Summarized by Kent Larsen
Cook Struggles To Get On Ballot
(Utah Incumbent Seeks Name on Ballot)
Associated Press 28Apr00 N2
By Robert Gehrke: Associated Press Writer
SALT LAKE CITY, UTAH -- Two-term Utah Congressman Merrill Cook is
strugling to get on the November ballot because of his damaged image
and two multimillionaire challengers. And, even if the LDS Church
member can best both challengers in the Republican primary, he is still
behind the Democrat in the race, rasing fears among National
Republicans that they will loose the seat, and possibly the House.
Nationally, republicans have just a six-seat majority in the U.S. House
of Representatives, leading Majority Leader Dick Armey to tell Cook
supporters, "I want him back and I treasure him as a colleague. He's
taken a lot of guff ... and I think it's time we stand up and thank him
for what he has done. Thanks Merrill. I love you, man." Armey says
Cook's district is one of the Democrats' top three targeted races.

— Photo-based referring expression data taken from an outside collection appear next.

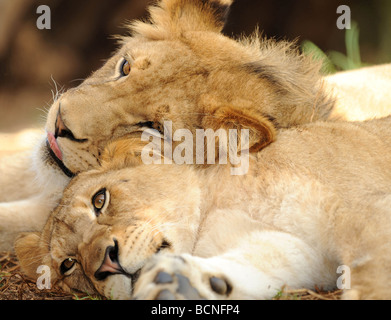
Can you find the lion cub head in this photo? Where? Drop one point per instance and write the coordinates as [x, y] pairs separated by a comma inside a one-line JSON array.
[[179, 67], [110, 221]]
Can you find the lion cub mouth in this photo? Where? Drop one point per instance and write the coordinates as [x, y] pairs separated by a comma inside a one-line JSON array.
[[55, 153]]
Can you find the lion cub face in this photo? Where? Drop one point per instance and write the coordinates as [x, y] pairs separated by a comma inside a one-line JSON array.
[[110, 223], [179, 67]]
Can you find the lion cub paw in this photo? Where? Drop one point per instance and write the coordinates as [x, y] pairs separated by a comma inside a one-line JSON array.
[[169, 277]]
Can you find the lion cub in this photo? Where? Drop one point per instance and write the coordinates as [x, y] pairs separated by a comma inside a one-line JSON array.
[[317, 199]]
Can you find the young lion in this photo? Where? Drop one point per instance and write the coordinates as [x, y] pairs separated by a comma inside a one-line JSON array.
[[317, 198], [176, 67]]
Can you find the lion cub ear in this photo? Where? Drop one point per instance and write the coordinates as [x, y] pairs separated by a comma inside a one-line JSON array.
[[29, 253], [261, 130], [177, 16]]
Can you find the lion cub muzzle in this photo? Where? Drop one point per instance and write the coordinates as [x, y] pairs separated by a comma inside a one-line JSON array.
[[110, 264]]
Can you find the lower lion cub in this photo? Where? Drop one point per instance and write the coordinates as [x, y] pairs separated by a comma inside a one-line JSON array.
[[316, 199]]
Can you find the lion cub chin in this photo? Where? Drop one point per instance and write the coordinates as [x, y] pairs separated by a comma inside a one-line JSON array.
[[314, 204]]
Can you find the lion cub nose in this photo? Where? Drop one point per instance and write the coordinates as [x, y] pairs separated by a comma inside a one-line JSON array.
[[110, 264]]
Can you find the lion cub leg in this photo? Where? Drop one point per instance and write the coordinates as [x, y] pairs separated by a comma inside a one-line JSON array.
[[258, 268]]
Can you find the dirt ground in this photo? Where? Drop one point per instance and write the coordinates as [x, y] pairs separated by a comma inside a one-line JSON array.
[[16, 286]]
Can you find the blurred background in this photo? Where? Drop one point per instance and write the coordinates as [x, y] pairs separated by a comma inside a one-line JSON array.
[[80, 39]]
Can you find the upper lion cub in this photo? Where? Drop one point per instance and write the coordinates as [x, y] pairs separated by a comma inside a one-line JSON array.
[[177, 67]]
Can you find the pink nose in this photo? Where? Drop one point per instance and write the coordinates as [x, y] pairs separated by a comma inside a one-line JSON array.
[[54, 146]]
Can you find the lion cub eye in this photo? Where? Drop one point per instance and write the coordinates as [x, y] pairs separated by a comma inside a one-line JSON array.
[[99, 200], [67, 265], [125, 68]]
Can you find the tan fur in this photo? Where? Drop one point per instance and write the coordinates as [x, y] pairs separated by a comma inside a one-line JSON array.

But the two Republicans challenging Cook aren't impressed by Armey's
remarks, "No amount of support from the national party solves the
problem of an incumbent that can't beat the Democrat in the fall," said
Derek Smith, 35, a computer company founder who is one of the
challengers. Even GOP colleague Chris Cannon suggested that voters
should look at the challengers, Smith or 28-year-old Jeff Wright, a
venture capitalist. "Merrill has had some very public problems. It's so
ugly I don't think he can be elected," Cannon said Wednesday.
Cook's history in elections hasn't been a very successful one. He has
run unsuccessfully for school board, county commissioner, mayor,
governor (twice) and Congress before winning his seat in 1996. One of
his races for governor came when he left the GOP to challenge popular
Republican Gov. Norm Bangerter. He won his seat in 1996 following
incumbent Enid Greene's fund-raising scandal.

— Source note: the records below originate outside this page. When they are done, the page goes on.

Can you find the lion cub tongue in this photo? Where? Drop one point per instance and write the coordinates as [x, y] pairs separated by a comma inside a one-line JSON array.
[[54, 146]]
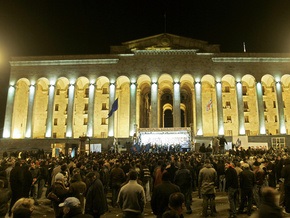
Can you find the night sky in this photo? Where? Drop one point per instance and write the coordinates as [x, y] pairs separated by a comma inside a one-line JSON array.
[[60, 27]]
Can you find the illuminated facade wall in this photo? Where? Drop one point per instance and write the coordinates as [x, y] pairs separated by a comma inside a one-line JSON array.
[[160, 81]]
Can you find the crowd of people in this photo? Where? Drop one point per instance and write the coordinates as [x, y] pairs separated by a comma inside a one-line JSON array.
[[165, 180]]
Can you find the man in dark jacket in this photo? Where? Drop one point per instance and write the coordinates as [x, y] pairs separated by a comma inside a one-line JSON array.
[[96, 202], [231, 187], [286, 175], [184, 180], [117, 177], [72, 208], [206, 181], [161, 193], [247, 182]]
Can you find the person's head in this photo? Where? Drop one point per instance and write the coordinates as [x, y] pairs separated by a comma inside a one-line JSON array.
[[133, 175], [59, 177], [23, 208], [1, 184], [176, 201], [71, 204], [170, 214], [269, 195]]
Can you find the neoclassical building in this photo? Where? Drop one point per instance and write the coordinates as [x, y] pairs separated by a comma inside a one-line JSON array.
[[162, 81]]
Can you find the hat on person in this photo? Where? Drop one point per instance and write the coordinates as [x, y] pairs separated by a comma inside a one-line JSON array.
[[70, 202], [59, 176], [246, 166]]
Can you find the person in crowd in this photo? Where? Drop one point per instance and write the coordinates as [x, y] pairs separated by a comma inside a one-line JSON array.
[[96, 202], [206, 181], [131, 198], [260, 179], [145, 177], [16, 184], [61, 191], [176, 201], [72, 208], [269, 207], [222, 143], [23, 208], [161, 194], [78, 189], [43, 175], [232, 188], [34, 170], [184, 181], [117, 177], [5, 196], [247, 182], [286, 176]]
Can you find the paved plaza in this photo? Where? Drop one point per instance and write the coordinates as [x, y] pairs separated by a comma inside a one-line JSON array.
[[45, 210]]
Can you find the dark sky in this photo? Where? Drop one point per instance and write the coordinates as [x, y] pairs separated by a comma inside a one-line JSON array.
[[59, 27]]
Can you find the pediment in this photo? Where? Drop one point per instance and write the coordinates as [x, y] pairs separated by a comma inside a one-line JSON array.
[[165, 41]]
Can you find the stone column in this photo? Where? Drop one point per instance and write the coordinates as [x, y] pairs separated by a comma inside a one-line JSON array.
[[91, 106], [70, 110], [219, 97], [51, 90], [28, 133], [198, 108], [240, 105], [259, 91], [176, 105], [154, 105], [280, 105], [8, 113], [111, 101], [133, 97]]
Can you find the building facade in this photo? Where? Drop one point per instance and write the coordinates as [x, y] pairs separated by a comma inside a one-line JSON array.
[[160, 81]]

Last election, in 1998, Cook had trouble defeating school teacher Lily
Eskelsen and managed to get banished from Utah Republican Party
headquarters for a profanity-laden tirade, and then fired chief of
staff Janet Jenson. Jenson then publically accused Cook of being
delusional, "Merrill has taken up permanent residence in whacko land,"
she wrote in an office e-mail. "If he asks you to fax his underwear to
the Speaker's office, please just do it."

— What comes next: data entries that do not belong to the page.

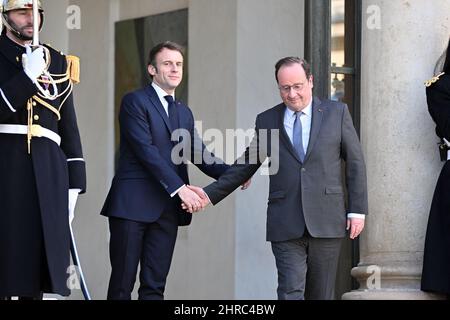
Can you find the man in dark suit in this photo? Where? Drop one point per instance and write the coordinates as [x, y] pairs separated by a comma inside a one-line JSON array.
[[143, 204], [306, 139]]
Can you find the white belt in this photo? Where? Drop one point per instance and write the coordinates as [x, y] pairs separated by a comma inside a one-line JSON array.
[[448, 145], [36, 131]]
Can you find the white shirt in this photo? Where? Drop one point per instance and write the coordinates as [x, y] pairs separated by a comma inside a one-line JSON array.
[[161, 94], [306, 119]]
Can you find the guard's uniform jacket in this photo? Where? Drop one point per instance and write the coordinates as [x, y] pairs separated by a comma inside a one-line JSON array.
[[436, 262], [34, 183]]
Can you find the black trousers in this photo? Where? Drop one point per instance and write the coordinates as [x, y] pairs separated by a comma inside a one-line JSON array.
[[149, 244], [307, 267]]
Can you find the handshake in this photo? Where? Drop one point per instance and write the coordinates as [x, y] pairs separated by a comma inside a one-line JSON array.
[[195, 199]]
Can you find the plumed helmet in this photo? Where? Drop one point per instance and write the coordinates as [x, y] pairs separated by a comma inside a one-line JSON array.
[[9, 5]]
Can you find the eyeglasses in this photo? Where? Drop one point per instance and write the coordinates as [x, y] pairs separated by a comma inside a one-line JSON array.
[[296, 87]]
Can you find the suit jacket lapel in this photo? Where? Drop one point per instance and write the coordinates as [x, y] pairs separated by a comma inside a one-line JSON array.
[[317, 116], [158, 106], [284, 137]]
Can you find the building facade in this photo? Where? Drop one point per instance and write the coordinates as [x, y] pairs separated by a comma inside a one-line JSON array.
[[372, 54]]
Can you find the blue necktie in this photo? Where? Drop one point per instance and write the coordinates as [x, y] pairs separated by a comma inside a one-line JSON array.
[[297, 137], [173, 114]]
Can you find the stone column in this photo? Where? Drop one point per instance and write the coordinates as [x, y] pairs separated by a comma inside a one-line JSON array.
[[401, 43]]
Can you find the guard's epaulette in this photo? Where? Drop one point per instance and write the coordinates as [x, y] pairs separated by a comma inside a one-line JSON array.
[[49, 46], [433, 80], [73, 65]]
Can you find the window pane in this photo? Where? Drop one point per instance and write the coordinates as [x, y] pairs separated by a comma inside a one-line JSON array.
[[338, 32], [342, 89]]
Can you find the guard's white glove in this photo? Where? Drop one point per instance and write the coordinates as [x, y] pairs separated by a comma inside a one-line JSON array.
[[33, 62], [73, 196]]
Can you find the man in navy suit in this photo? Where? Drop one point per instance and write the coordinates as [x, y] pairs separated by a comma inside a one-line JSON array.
[[144, 202]]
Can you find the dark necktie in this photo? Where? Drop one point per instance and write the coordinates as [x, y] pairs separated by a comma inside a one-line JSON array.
[[297, 137], [173, 114]]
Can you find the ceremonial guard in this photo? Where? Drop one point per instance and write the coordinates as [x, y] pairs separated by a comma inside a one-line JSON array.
[[41, 163], [436, 264]]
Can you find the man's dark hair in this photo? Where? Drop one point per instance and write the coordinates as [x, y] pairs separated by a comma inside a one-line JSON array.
[[159, 47], [290, 61], [447, 60]]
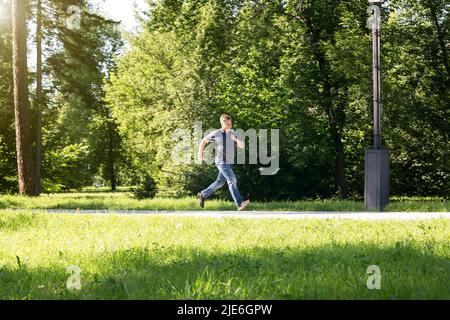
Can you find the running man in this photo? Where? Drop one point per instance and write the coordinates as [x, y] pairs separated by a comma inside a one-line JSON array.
[[224, 140]]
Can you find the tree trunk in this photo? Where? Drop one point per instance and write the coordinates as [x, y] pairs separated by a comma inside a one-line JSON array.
[[21, 103], [111, 156], [38, 95]]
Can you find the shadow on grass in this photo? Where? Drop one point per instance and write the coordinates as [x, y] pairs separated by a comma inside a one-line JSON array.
[[13, 221], [156, 272]]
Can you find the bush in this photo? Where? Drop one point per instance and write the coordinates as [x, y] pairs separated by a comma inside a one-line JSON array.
[[146, 190]]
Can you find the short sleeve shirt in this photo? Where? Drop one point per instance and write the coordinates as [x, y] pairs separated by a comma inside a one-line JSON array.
[[224, 146]]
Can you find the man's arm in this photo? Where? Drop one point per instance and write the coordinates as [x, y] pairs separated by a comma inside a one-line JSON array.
[[201, 148], [239, 142]]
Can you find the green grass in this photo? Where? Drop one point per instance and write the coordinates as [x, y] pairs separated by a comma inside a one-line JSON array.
[[124, 200], [157, 257]]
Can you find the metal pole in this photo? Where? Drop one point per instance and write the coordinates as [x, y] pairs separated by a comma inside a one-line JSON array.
[[376, 76]]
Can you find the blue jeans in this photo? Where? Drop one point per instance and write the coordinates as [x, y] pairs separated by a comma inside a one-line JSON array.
[[226, 175]]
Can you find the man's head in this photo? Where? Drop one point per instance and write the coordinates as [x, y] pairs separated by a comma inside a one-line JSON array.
[[226, 122]]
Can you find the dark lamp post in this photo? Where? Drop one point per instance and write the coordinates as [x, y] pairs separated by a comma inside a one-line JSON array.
[[376, 180]]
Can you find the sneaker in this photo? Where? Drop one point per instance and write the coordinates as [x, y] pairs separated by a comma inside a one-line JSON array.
[[244, 205], [201, 201]]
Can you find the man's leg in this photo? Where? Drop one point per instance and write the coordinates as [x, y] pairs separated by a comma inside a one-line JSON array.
[[216, 185], [227, 172]]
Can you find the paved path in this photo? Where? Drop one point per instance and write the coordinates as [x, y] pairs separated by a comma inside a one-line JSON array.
[[270, 214]]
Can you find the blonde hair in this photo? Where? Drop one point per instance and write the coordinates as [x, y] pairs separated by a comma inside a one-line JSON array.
[[224, 117]]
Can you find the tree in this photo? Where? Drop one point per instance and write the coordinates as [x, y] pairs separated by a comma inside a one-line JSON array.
[[25, 167]]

While Cook acknowledges some trouble, he says he is "an incumbent with
a solid record who gets back up when he gets knocked down." "Have I put
my foot in my mouth? Have I made some mistakes? Of course. But all
these exaggerated stories ... are just fairy tales," Cook said.
But his troubles haven't quite ended. A jury ruled earlier this month
that he had failed to pay $175,000 to the campaign manager for his 1996
campaign. The judgement means Cook may also need to pay up to $500,000
in attorneys fees for the three-year-long court case.
Washington pundit Stuart Rothenberg, who edits The Rothenberg Political
Report says Cook is one of 11 incumbents out of about 400 who could
lose this fall. Because Cook looked so likely to fail, the GOP started
looking for an alternative, talking with six potential candidates
before Wright and Smith decided to try. But none of the three seem
likely to win the 60 percent of delegates at the state party convention
necessary for the nomination, leaving the party with a June primary for
Meanwhile, LDS Church member Jim Matheson, a Democrat, is waiting for
an opponent and building a war chest, "My campaign, in terms of what
we're going to do, isn't going to be altered by the candidate who comes
out on the other side," said Matheson, son of the late Gov. Scott
Matheson. "This is definitely a winnable race for me."